DMG MORI to Introduce Its SLM System to North America in November
The company now offers both powder-bed and direct-deposition AM. Its president anticipates widespread use of metal AM within 10 years.
At a meeting with press members at DMG MORI’s US headquarters in Hoffman Estates, Illinois, as part of the company’s recent Innovation Days event, company President Masahiko Mori said that the company’s “Realizer” selective laser melting machine will be introduced to the North American market starting with an open house at the company’s Davis, California, facility in November.
DMG MORI, which had already offered machines performing additive manufacturing via direct metal deposition, acquired selective laser melting capability this year through the purchase of a majority interest in Realizer GmbH. Initially, to assure quality, Dr. Mori says new DMG MORI machines based on the powder-bed additive manufacturing capability are being shipped only to users within a few hundred miles of the Realizer factory in Germany. The North American introduction will come after this prove-out is done.
Additive manufacturing has offered “a very good learning curve for us,” Dr. Mori says, citing intricate part geometries and internal conformal cooling channels among the various possibilities AM will enable an increasing number of manufacturers to achieve.
He expects the acceptance of additive to follow a course comparable to that of EDM. That is, the technology will expand beyond early adopters to become not a component of every shop, but widespread enough that its use will be commonplace.
Dr. Mori believes it is reasonable to expect that in 10 years, 10 percent of metalworking machines will be sold with at least some AM capability.
Indeed, in the same way that the expanded use of five-axis machining is the trend in CNC machine tools that he believes has characterized the current decade, he expects that the adoption of CNC machines integrating additive and other capabilities will prove to be the major machine-tool technology trend of the decade of the 2020s.
Why then invest in a company offering a stand-alone AM capability that does not integrate with a machine tool the way that direct metal deposition does?

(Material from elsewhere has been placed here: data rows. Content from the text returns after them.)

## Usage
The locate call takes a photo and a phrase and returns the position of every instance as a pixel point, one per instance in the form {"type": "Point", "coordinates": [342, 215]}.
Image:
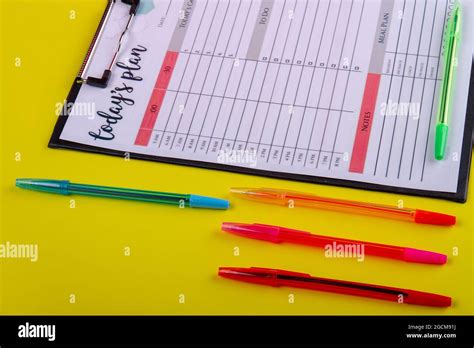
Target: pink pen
{"type": "Point", "coordinates": [277, 234]}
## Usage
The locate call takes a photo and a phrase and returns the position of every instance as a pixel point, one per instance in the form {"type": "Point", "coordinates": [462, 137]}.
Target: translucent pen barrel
{"type": "Point", "coordinates": [347, 206]}
{"type": "Point", "coordinates": [298, 199]}
{"type": "Point", "coordinates": [130, 194]}
{"type": "Point", "coordinates": [375, 249]}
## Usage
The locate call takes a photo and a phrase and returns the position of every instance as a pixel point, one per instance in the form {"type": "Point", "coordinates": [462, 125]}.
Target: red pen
{"type": "Point", "coordinates": [274, 277]}
{"type": "Point", "coordinates": [278, 234]}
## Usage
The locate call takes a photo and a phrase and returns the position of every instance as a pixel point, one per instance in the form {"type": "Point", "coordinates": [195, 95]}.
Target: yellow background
{"type": "Point", "coordinates": [173, 251]}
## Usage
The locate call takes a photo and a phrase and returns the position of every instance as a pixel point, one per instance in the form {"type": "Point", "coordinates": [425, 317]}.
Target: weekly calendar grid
{"type": "Point", "coordinates": [330, 88]}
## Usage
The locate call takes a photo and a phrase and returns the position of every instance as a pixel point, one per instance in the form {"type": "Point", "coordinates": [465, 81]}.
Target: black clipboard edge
{"type": "Point", "coordinates": [460, 196]}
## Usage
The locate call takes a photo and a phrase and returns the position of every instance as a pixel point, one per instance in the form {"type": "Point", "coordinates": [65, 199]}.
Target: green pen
{"type": "Point", "coordinates": [65, 187]}
{"type": "Point", "coordinates": [451, 43]}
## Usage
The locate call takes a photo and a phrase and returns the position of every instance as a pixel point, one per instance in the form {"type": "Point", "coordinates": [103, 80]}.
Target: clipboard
{"type": "Point", "coordinates": [102, 81]}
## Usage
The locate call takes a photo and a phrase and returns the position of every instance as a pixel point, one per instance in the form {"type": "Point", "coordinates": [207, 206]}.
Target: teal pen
{"type": "Point", "coordinates": [65, 187]}
{"type": "Point", "coordinates": [451, 46]}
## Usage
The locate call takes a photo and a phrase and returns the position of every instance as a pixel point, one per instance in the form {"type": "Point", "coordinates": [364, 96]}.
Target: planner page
{"type": "Point", "coordinates": [343, 89]}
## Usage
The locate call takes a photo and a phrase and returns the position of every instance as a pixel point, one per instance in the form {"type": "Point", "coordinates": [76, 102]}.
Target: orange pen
{"type": "Point", "coordinates": [297, 199]}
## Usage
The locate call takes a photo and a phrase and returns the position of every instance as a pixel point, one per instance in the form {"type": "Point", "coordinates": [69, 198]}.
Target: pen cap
{"type": "Point", "coordinates": [51, 186]}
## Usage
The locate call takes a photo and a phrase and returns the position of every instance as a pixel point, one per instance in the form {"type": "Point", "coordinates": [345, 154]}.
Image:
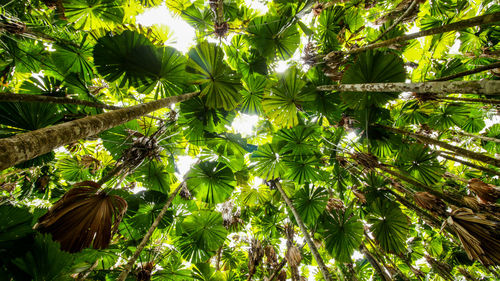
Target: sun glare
{"type": "Point", "coordinates": [183, 33]}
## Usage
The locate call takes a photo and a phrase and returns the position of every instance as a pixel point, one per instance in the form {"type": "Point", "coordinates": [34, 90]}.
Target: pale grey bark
{"type": "Point", "coordinates": [128, 267]}
{"type": "Point", "coordinates": [459, 25]}
{"type": "Point", "coordinates": [22, 147]}
{"type": "Point", "coordinates": [486, 87]}
{"type": "Point", "coordinates": [458, 150]}
{"type": "Point", "coordinates": [469, 72]}
{"type": "Point", "coordinates": [307, 237]}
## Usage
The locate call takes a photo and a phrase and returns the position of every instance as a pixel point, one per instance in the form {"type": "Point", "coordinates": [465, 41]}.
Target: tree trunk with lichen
{"type": "Point", "coordinates": [307, 237]}
{"type": "Point", "coordinates": [22, 147]}
{"type": "Point", "coordinates": [485, 87]}
{"type": "Point", "coordinates": [459, 25]}
{"type": "Point", "coordinates": [458, 150]}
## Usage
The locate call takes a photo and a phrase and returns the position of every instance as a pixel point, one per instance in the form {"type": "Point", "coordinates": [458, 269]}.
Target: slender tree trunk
{"type": "Point", "coordinates": [467, 163]}
{"type": "Point", "coordinates": [458, 150]}
{"type": "Point", "coordinates": [375, 263]}
{"type": "Point", "coordinates": [485, 87]}
{"type": "Point", "coordinates": [480, 137]}
{"type": "Point", "coordinates": [483, 101]}
{"type": "Point", "coordinates": [469, 72]}
{"type": "Point", "coordinates": [145, 239]}
{"type": "Point", "coordinates": [307, 237]}
{"type": "Point", "coordinates": [459, 25]}
{"type": "Point", "coordinates": [446, 197]}
{"type": "Point", "coordinates": [397, 21]}
{"type": "Point", "coordinates": [10, 97]}
{"type": "Point", "coordinates": [22, 147]}
{"type": "Point", "coordinates": [431, 219]}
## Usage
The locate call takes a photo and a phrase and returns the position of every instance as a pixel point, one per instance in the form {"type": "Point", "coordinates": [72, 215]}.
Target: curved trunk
{"type": "Point", "coordinates": [469, 72]}
{"type": "Point", "coordinates": [485, 87]}
{"type": "Point", "coordinates": [128, 267]}
{"type": "Point", "coordinates": [10, 97]}
{"type": "Point", "coordinates": [467, 163]}
{"type": "Point", "coordinates": [307, 237]}
{"type": "Point", "coordinates": [22, 147]}
{"type": "Point", "coordinates": [458, 150]}
{"type": "Point", "coordinates": [484, 101]}
{"type": "Point", "coordinates": [459, 25]}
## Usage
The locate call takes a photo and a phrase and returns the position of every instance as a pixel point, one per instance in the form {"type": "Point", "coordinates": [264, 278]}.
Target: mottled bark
{"type": "Point", "coordinates": [458, 150]}
{"type": "Point", "coordinates": [10, 97]}
{"type": "Point", "coordinates": [459, 25]}
{"type": "Point", "coordinates": [374, 263]}
{"type": "Point", "coordinates": [485, 87]}
{"type": "Point", "coordinates": [467, 163]}
{"type": "Point", "coordinates": [307, 237]}
{"type": "Point", "coordinates": [22, 147]}
{"type": "Point", "coordinates": [483, 101]}
{"type": "Point", "coordinates": [128, 267]}
{"type": "Point", "coordinates": [469, 72]}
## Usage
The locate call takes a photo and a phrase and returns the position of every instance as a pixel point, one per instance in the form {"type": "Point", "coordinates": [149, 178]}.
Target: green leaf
{"type": "Point", "coordinates": [310, 203]}
{"type": "Point", "coordinates": [93, 14]}
{"type": "Point", "coordinates": [211, 182]}
{"type": "Point", "coordinates": [389, 225]}
{"type": "Point", "coordinates": [372, 67]}
{"type": "Point", "coordinates": [203, 233]}
{"type": "Point", "coordinates": [45, 261]}
{"type": "Point", "coordinates": [133, 60]}
{"type": "Point", "coordinates": [219, 83]}
{"type": "Point", "coordinates": [282, 102]}
{"type": "Point", "coordinates": [268, 164]}
{"type": "Point", "coordinates": [274, 36]}
{"type": "Point", "coordinates": [343, 234]}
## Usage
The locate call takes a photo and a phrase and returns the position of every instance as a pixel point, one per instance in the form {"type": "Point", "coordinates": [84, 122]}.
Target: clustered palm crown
{"type": "Point", "coordinates": [375, 154]}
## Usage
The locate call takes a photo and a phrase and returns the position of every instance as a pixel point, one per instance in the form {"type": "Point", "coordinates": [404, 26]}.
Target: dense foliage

“Additive parts need machining,” Dr. Mori says. “But that does not mean additive and machining should always be in one package.” In some cases, a much slower cycle time for the additive build might result in inefficient use of the machining capability if this capability is part of the same machine. In such an application, it might make sense for various additive machines to work in tandem with one separate machining center that can serve all of these machines by performing its cutting much more quickly than any of the additive builds.